JFK+50: Volume 5, No. 1927
JFK CONFERS WITH IKE AFTER BAY OF PIGSCamp David, Maryland (JFK+50) Fifty-five years ago today, Saturday, April 22, 1961, President John F. Kennedy met with former President Dwight D. Eisenhower here at Camp David*, Maryland.
The morning meeting took place at Aspen Cottage. Jim Rasenberger describes it as being "like a trip to the woodshed" for the young president.
Eisenhower wanted to know if JFK had "made sure to air all opposing views in his meetings" prior to the invasion. Kennedy had to admit he had simply taken the advice of the CIA and Joint Chiefs of Staff.

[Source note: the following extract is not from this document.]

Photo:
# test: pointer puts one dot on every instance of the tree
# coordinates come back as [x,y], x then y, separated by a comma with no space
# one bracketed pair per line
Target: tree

Ike, sounding like a General who had experience planning invasions, asked why JFK had called off the second bombing mission. The young president answered "to keep our hands from showing." Mr. Eisenhower replied...

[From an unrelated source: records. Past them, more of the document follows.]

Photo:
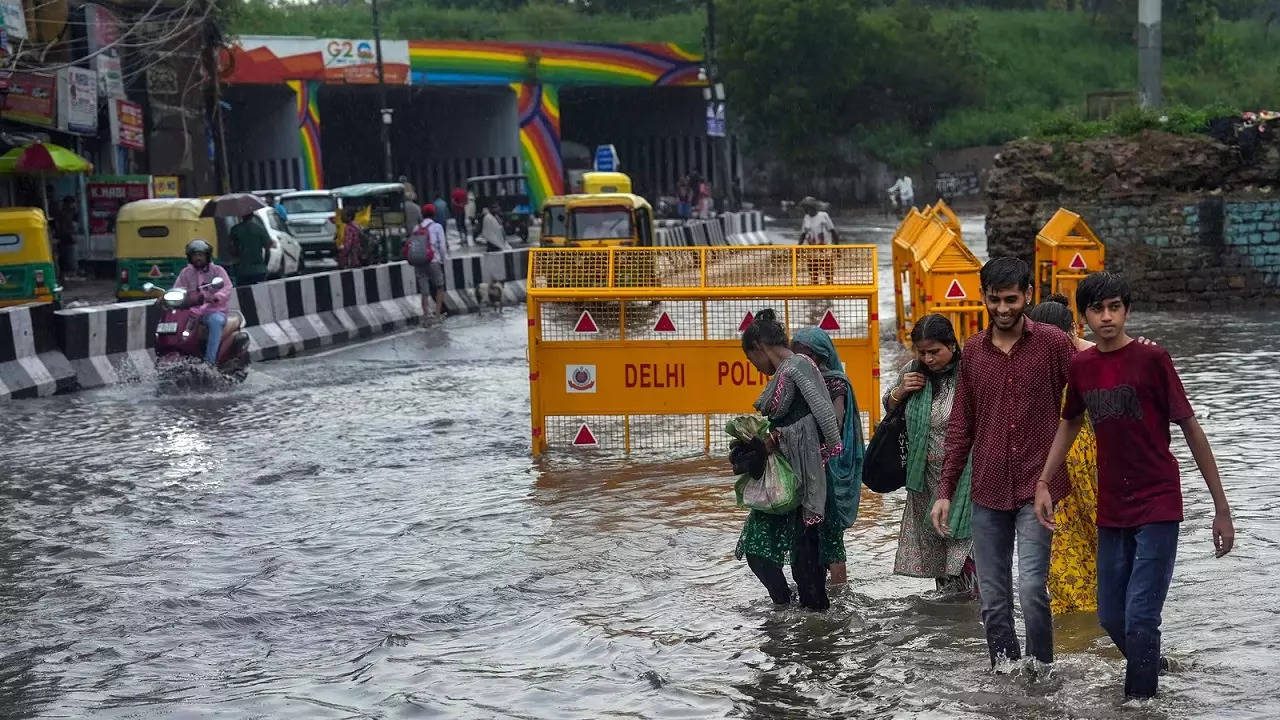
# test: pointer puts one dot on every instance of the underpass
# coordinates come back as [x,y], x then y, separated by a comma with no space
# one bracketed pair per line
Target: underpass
[362,532]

"How could you expect the world to believe that we had nothing to do with it?"
After their lunch had been taken, the two POTUS walked around the grounds for a quarter of an hour. Before he boarded a helicopter to return to his home at Gettysburg, the General said to reporters...
"I am all in favor of the United States supporting the man who has to carry the responsibility for our foreign affairs."
In the privacy of his Journal, however, Ike was more than candid about his impressions. He wrote that "the story of the invasion was 'a very dreary account of mismanagement, indecision and timidity at the wrong time.'"
Jim Rasenberger, however, argues that it was President Dwight D. Eisenhower who approved the CIA's "Program of Covert Action" on March 17, 1960 and when the former president learned that his former security adviser, Gordon Gray**, had in his possession "review notes" of that meeting, Mr. Eisenhower had no choice acknowledge this fact. Ike insisted, however, that while he gave his approval, there was no "military planning" done at that meeting.
*Camp David is located 62 miles NW of Washington, D.C. in Frederick County, MD. Built by the WPA in the mid 1930s, it was converted into a presidential retreat by FDR. He named it Shangri-La. The name was changed by President Eisenhower who renamed it after his father & grandson.
**Gordon Gray (1909-1982) was born in Baltimore, MD & graduated from the University of North Carolina in 1930 & Yale Law School in 1933. GG served in the US Army in WWII & was appointed head of the Office of Defense Mobilization by President Eisenhower & later National Security Adviser. GG served on the President's Foreign Intelligence Advisory Board under JFK, LBJ, RN & GF.
SOURCE
"Brilliant Disaster: JFK, Castro and America's Doomed Invasion of Cuba's Bay of Pigs," by Jim Rasenberger, Scribner, New York, 2011.